8/10
"I wanna be BIG!"
19 July 2010
Warning: Spoilers
If you've seen enough Twilight Zone stories, you'll come to realize that Rod Serling quite often took a particular theme, and then reworked it to arrive at a diametrically opposite conclusion. In fact he did that with the prior series episode, 'A Kind of a Stopwatch', which had all the earmarks of the first season's 'Time Enough at Last'. Each story was resolved with it's protagonist facing a catastrophic future, but for significantly different reasons.

This one appears to recall the third season's 'Four O'Clock', in which Theodore Bikel's character presumes to identify all evil people in the world at a pre-ordained time by reducing them to miniature size. He's condemned to suffer his own punishment when his desire is exposed for the evil that it truly is.
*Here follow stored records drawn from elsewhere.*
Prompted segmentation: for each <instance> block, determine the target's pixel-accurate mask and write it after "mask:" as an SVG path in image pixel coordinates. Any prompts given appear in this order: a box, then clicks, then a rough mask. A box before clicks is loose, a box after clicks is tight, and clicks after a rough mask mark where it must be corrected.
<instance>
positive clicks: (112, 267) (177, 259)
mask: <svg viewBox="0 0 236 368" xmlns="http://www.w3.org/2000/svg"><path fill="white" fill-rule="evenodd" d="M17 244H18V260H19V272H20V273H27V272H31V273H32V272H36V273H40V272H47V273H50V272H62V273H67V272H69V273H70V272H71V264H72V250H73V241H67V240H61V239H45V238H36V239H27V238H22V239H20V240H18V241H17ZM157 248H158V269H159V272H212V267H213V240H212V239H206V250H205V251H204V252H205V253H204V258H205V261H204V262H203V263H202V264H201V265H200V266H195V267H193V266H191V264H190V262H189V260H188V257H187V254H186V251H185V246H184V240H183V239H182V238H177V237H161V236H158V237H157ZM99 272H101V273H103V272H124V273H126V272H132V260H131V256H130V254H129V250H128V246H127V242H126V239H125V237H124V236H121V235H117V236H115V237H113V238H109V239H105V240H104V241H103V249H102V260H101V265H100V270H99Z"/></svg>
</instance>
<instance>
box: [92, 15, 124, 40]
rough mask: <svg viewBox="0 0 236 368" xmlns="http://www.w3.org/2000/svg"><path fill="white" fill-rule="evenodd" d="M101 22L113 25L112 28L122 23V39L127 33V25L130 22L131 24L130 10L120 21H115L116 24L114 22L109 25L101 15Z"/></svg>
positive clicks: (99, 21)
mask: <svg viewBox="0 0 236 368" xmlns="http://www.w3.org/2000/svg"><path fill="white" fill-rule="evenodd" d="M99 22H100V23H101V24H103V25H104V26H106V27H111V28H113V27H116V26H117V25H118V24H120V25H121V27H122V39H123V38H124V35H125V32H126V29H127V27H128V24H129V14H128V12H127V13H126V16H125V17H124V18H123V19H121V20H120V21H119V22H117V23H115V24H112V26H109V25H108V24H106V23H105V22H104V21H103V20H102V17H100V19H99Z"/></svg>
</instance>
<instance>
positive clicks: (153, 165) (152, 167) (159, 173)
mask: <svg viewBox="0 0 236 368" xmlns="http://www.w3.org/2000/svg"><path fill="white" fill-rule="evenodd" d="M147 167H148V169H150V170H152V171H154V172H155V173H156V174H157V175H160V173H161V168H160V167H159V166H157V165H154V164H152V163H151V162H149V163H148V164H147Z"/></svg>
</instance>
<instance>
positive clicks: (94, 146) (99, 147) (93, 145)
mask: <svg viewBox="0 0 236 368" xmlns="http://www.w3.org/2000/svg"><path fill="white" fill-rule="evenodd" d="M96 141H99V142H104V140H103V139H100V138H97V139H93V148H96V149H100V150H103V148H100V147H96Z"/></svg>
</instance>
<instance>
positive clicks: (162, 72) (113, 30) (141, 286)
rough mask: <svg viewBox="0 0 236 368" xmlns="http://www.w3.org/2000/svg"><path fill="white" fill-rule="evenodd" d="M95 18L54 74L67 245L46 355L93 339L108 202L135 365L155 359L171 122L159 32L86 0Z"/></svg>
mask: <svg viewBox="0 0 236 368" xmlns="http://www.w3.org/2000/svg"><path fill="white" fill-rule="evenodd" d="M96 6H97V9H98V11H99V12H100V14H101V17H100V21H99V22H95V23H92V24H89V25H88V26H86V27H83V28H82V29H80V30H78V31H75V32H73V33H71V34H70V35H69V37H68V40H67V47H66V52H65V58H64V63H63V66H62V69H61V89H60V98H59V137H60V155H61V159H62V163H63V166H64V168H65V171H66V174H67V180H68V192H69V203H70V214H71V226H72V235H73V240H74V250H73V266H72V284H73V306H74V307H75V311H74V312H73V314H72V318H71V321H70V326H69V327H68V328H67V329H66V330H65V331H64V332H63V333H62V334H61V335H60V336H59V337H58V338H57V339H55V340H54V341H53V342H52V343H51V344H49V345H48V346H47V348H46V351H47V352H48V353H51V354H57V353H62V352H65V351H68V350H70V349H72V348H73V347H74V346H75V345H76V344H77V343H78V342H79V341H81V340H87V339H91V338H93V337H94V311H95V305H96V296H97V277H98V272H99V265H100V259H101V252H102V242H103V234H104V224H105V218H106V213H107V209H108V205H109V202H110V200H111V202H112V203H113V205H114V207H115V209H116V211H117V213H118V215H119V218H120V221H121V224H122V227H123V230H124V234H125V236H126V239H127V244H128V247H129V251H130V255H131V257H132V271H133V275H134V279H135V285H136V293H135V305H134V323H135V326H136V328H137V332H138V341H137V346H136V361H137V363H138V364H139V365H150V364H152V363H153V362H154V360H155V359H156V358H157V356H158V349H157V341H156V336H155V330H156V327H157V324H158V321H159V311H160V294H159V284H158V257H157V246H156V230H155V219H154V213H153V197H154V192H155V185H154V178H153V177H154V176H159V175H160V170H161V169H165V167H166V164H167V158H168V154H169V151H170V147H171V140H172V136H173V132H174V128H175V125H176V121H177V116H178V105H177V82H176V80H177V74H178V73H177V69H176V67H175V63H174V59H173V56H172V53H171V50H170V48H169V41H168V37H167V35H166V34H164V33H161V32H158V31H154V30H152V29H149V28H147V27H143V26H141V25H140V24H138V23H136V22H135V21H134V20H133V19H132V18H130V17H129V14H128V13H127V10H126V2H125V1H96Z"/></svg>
With 'The Last Night of a Jockey', Rod Serling takes the same basic idea and stands it on it's head. Mickey Rooney's character wants to be big, at least make it big, but he didn't exactly clarify his terms. The Twilight Zone had a way of conferring a literal meaning on every miscreant's wish, and consequently they wound up getting exactly what they asked for.

Whether you're a Mickey Rooney fan or not, you'll be impressed with his performance here. He's actually portraying two characters - Grady the horse doping, race fixing jockey under suspension for his misdeeds, and his alter-ego conscience trying to show himself the error in his thinking. As he did in 'Four O'Clock', Serling telegraphs the ending so it winds up what you expected, but still delivering an instructive twist to make it worth your while.